ICC holds inaugural meeting

The Industry Competence Committee (ICC) has held its inaugural meeting, during which there was a positive discussion on how the ICC will help drive industry to improve competence across the built environment and increase standards in the skills, knowledge, experience and behaviours of those working across the built environment.

JIB Chief Executive Jay Parmar was appointed as a member of the Committee earlier this year. ICC members are drawn from diverse backgrounds across the built environment working together to provide the Building Safety Regulator (BSR) with reliable and insightful advice and intelligence.

ICC will be building on work already carried out by the interim committee in helping BSR and wider industry understand the competence landscape and, using current evidence, will prioritise a workplan for the coming year.

The Building Safety Act reaches key milestones in October and improved competency is crucial to improving the standards achieved by organisations and individuals in the built environment.

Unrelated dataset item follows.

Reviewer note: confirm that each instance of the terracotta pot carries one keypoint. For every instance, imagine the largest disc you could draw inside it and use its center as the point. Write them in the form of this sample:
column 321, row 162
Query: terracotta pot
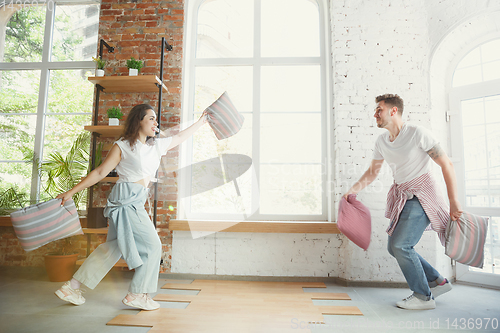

From October 2023, developers of high-rise buildings will no longer be able to choose whether they want to use local authority building control or a privately approved inspector as their building control body. The BSR will automatically be the building control authority for all high-rise buildings.

Competence assessment is part of the pathway for building control professionals to become registered building inspectors. The register will open in October 2023, with registration mandatory from April 2024, when Building Control will officially become a regulated profession.

From that date (April 2024), individual building control professionals, working for both the private sector and local authorities, will need to have passed an independent competence assessment to operate, and they will be required to be registered on the BSR’s register of building inspectors.